Case for Anglo grows

[miningmx.com] — STRIKING unions at De Beers may be interested to hear that the diamond miner is expected to report record sales of some $3.5bn when it reports half-year numbers on Monday.

Says RBC Capital Markets: “The sixth sight of the year closed this week and sightholders suggest the total could have been some $840m with price increases ranging around 10%. We are looking for record sales of $3.5bn.’

De Beers is offering unions a 7.5% wage increase and a once-off payment of R2,500 per worker. Unions, however, are holding out for their original 15% wage increase demand. “At this point in time, it’s too early to say how many workers are on strike,’ Lesiba Seshoka, spokesman for the the National Union of Mineworkers (NUM) told Reuters. NUM will feel justified in calling for a substantial real increase.

The positive view on De Beers is supported by Goldman Sachs, which like RBC Capital, has a buy recommendation on Anglo. “The diamond market is experiencing very favourable pricing in 2011 which Anglo shareholders will see through its shareholding in De Beers,’ it said.

RBC is forecasting an operating profit of $403m in the first half for Anglo’s De Beers’ stake which represents a 54% increase year-on-year, and some 43% ahead of consensus. The diamond market is looking even better in the second half of the year, analysts say.

This is all good news for Anglo American, which owns 45% of De Beers, as well as a 64% in Kumba Iron Ore which is also shooting the lights out. Kumba Iron Ore reported R28.23 in half-year share earnings this week, in the upper end of the company’s own guidance in its trading statement of R26.80 to R28.70/share.

As a result of this, and the imminence of production from Anglo’s Barro Alto nickel mine, the Los Broncos expansion and Kolomela (formerly Kumba’s Sishen South project), analysts remain bullish on Anglo American over the likes of BHP Billiton or Xstrata. Yet Anglo has been a buy for a number of analysts for months.

As one analyst observed: “It’s actually a compliment when an analyst puts a “sell’ recommendation on a share because it must mean the market in general is seeing value in the share.
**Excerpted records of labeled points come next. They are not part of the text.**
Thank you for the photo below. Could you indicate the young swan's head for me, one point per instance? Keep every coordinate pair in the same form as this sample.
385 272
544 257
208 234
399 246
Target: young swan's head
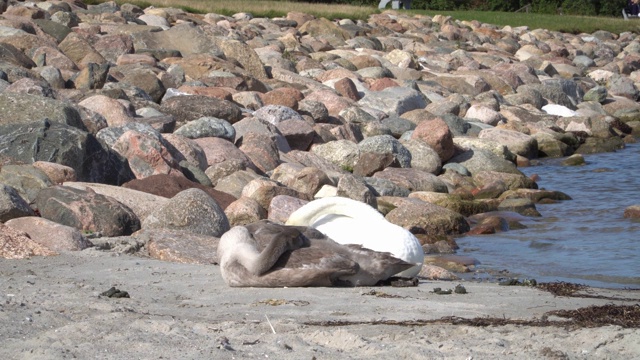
313 211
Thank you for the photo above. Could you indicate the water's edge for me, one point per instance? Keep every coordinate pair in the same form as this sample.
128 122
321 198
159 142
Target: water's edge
585 240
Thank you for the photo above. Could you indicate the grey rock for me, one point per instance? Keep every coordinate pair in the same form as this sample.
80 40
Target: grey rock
20 108
186 108
598 94
394 100
54 236
477 160
385 187
86 210
413 179
12 205
386 144
191 210
423 156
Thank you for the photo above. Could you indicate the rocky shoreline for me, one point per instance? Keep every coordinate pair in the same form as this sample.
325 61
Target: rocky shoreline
153 131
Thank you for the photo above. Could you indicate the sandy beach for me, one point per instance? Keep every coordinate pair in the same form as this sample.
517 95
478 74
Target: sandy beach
52 308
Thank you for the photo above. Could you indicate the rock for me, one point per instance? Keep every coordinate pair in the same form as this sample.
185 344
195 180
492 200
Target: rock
245 55
304 179
12 205
187 149
27 180
263 190
454 202
169 186
51 235
516 142
385 187
509 180
425 218
437 135
244 211
57 173
632 212
207 127
179 246
21 108
433 272
112 110
282 206
394 100
191 210
64 145
86 210
258 126
191 107
147 155
423 156
597 93
386 144
574 160
174 38
370 163
342 153
356 188
521 206
412 179
477 160
15 244
141 203
262 150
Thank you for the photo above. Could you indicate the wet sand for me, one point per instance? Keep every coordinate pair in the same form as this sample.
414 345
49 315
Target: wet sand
51 308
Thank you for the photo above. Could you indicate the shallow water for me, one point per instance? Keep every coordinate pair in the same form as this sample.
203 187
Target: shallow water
585 240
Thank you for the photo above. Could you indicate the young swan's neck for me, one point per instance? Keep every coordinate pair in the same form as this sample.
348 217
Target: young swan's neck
238 245
310 213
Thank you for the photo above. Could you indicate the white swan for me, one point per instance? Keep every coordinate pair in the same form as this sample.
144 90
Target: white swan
264 254
349 221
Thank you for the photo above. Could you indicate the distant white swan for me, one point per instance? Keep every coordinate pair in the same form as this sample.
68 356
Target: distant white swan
349 221
264 254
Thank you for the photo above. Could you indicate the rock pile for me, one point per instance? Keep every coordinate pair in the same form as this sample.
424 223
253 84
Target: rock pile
126 127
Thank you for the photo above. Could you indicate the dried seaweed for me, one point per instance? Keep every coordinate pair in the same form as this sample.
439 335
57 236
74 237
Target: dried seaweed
627 316
574 290
561 288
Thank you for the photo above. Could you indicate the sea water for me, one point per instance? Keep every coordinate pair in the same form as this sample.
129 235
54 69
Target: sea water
585 240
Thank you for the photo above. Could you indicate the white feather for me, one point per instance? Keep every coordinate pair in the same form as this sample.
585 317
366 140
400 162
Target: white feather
349 221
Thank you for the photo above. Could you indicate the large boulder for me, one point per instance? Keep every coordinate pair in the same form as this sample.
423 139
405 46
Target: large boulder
12 205
65 145
191 210
86 210
50 234
21 108
437 135
394 100
168 186
186 108
425 218
413 179
16 244
26 180
141 203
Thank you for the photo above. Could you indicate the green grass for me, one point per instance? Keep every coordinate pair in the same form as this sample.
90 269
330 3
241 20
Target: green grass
275 8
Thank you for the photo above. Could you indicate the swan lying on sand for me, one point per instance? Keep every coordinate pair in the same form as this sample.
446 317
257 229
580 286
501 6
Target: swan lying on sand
348 221
265 254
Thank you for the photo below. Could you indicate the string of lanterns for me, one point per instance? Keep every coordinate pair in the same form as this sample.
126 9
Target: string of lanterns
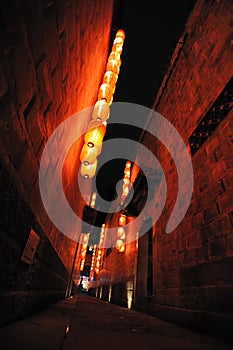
121 236
93 138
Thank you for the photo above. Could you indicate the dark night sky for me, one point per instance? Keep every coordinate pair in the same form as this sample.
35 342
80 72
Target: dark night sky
152 30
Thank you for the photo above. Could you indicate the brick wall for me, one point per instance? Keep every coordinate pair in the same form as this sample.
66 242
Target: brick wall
52 60
194 280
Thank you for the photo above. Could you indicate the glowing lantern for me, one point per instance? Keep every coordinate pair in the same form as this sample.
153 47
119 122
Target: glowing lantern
120 33
126 180
113 66
120 245
88 171
127 172
95 133
121 233
118 40
122 220
99 148
110 78
105 92
121 249
117 48
115 56
88 155
101 110
125 190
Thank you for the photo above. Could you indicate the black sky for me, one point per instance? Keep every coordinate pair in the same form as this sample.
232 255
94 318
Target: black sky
152 30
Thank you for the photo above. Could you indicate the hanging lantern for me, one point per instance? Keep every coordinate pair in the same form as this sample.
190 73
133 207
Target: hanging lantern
126 180
127 172
125 190
105 92
120 33
95 133
122 220
110 78
121 249
113 66
101 110
88 171
88 155
117 48
120 245
99 149
118 40
115 56
121 233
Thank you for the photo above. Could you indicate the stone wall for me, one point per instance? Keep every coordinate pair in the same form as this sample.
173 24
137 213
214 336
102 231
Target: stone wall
52 60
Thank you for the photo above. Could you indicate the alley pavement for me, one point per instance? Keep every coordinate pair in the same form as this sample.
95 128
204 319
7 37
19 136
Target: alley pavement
85 322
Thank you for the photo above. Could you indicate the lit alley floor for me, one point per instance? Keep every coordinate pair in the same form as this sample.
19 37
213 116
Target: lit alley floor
84 322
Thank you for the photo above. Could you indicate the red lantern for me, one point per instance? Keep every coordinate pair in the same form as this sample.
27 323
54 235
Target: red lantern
110 78
88 155
105 92
101 110
95 133
120 33
113 66
88 171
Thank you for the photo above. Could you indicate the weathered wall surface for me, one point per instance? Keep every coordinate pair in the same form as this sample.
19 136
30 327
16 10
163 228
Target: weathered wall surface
52 59
193 284
193 265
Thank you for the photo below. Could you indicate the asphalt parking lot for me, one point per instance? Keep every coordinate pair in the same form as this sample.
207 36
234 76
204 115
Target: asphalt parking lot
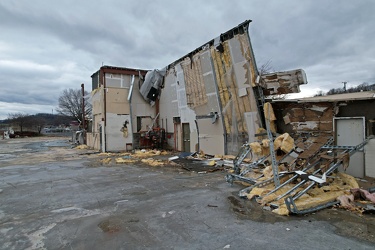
56 197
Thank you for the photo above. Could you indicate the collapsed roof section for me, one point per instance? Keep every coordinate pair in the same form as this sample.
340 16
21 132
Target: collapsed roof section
217 80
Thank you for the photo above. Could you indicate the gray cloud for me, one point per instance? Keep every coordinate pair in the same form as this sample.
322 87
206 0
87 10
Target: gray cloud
50 46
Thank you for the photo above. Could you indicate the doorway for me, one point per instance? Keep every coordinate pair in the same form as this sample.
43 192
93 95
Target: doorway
350 131
185 137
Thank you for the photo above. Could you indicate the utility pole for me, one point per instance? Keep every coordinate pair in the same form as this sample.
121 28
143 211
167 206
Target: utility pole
83 113
344 86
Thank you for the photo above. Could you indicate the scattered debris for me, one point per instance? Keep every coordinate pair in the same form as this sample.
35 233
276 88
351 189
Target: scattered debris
153 162
307 171
82 146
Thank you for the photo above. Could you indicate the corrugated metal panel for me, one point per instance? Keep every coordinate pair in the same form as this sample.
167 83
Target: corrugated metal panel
284 82
195 90
370 158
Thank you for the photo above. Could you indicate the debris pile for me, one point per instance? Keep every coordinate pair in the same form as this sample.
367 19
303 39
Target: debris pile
143 156
305 178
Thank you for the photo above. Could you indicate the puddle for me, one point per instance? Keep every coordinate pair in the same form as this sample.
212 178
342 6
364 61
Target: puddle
4 157
109 226
43 146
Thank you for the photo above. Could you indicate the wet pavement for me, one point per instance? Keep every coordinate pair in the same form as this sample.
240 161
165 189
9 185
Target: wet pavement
67 201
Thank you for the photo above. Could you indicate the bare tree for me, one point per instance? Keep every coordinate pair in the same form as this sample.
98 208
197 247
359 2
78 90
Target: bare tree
265 68
70 104
21 120
38 122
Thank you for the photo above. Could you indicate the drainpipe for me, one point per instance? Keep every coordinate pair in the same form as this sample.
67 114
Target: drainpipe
157 108
105 112
83 113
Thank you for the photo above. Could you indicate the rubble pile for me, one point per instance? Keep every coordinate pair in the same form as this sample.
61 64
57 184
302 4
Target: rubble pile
306 178
143 156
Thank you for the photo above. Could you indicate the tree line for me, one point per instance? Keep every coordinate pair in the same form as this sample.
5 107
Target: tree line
70 108
362 87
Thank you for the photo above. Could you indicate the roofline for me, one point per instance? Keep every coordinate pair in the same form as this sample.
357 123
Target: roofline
239 29
328 99
120 70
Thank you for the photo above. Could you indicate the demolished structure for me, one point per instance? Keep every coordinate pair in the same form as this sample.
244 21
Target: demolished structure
206 100
212 100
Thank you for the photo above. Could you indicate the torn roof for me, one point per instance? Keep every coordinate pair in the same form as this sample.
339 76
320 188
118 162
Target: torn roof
239 29
366 95
121 70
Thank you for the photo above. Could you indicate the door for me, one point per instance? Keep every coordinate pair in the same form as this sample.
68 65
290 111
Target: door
186 137
350 131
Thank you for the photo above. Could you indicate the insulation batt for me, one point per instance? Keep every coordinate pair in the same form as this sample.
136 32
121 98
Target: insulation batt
285 142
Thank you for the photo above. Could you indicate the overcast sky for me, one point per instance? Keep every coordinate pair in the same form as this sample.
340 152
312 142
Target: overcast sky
49 46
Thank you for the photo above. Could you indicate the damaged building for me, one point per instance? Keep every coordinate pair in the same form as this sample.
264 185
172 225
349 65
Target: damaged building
208 100
348 118
214 100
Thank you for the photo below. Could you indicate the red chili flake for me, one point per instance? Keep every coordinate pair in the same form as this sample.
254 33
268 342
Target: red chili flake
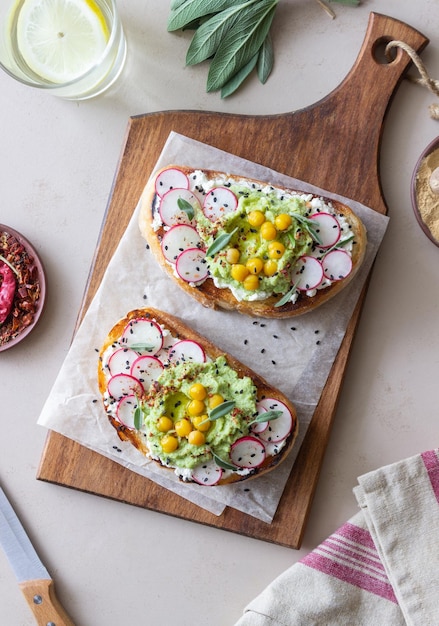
16 258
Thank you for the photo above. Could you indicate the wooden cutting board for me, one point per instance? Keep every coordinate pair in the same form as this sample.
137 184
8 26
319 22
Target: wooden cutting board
344 130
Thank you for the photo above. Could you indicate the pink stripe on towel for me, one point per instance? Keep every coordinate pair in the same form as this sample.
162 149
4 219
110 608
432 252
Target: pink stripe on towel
431 462
350 555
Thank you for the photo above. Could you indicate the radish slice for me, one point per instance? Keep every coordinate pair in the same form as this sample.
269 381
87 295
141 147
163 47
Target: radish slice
308 273
327 228
191 265
187 350
208 474
146 369
280 428
124 385
247 452
170 212
143 335
121 360
337 264
218 202
125 411
169 179
177 239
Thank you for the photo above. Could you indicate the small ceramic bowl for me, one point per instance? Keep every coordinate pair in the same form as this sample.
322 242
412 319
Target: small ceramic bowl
41 279
434 145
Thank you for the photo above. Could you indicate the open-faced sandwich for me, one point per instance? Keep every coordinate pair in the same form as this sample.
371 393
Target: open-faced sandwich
189 406
241 244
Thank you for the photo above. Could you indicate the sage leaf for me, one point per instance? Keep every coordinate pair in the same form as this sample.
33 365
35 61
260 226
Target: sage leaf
241 42
137 418
209 35
236 80
223 464
176 3
265 59
187 207
220 242
191 10
221 410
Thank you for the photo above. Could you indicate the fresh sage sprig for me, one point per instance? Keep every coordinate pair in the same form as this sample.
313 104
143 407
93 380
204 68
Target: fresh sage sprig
268 416
187 207
223 464
233 34
220 242
138 415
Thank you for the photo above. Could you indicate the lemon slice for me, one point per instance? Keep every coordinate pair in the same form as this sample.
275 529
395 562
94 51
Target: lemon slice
61 39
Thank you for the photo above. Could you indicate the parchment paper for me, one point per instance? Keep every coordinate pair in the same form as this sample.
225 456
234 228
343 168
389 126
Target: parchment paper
295 355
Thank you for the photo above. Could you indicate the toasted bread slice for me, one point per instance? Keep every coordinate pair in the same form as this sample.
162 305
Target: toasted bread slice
161 381
204 228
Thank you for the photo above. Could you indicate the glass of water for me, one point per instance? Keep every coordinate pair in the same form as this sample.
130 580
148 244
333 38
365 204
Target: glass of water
74 49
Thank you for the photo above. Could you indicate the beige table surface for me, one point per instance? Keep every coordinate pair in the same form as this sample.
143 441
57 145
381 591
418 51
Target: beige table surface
115 564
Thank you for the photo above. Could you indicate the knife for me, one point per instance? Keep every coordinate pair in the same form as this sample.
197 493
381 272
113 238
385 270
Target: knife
33 578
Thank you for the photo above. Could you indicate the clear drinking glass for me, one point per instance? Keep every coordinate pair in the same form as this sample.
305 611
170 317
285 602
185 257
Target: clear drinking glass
74 49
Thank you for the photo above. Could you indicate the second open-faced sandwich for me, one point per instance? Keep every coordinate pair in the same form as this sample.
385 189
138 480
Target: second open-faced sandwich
241 244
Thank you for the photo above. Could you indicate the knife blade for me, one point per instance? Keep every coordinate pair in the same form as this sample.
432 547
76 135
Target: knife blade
34 580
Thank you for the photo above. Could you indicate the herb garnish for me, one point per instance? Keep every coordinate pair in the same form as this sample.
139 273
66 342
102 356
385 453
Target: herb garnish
233 34
187 207
223 464
220 242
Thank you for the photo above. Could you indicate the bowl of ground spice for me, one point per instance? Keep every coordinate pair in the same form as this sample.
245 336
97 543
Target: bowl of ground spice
22 287
425 191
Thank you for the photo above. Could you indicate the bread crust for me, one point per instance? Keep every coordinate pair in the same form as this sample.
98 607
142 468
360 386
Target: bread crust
222 298
179 330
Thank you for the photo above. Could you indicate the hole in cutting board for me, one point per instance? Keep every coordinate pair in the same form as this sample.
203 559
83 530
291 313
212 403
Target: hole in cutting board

When there’s a buy on a stock, it means no-one seems to want you.’ Anglo’s 50% earnings exposure to South Africa, and the related political risks, may explain some hesitancy to pile into the group’s shares, and explain too the impulse for Kumba Iron Ore to seek diversifying production in west Africa.

Chris Griffith, CEO of Kumba Iron Ore, told media on July 21, the company was on “a fishing expedition’ as it sought prospects outside of South Africa. This will again raise the rather awkward situation of a listed subsidiary competing with its parent firm as Anglo, too, is seeking iron ore deposits.

The Australian Financial Review reported earlier this week that Anglo might make a competing bid for Sundance Resources, an Australian-listed firm with iron ore deposits in Cameroon. Chinese firm Hanlong is believed to be close to concluding a $1.5bn for Sundance – which had its entire board wiped out last year when its members perished in a plane accident over the Congo – but an interloper is rumoured.

But perhaps there’s no conflict at all if one interesting yet currently unsubstantiated conspiracy theory is true. And that’s the view Anglo will use Kumba Iron Ore has its vehicle for iron ore acquisitions in west Africa because the capital burden that comes with developing the mines will surely bring the curtain down on Kumba’s impressive dividend, annualised at 8%.

Were that to happen, you can see shares in Kumba Iron Ore falling through the floor which would make it a cheap and tasty takeout option for the remaining shares in Kumba Anglo doesn’t own.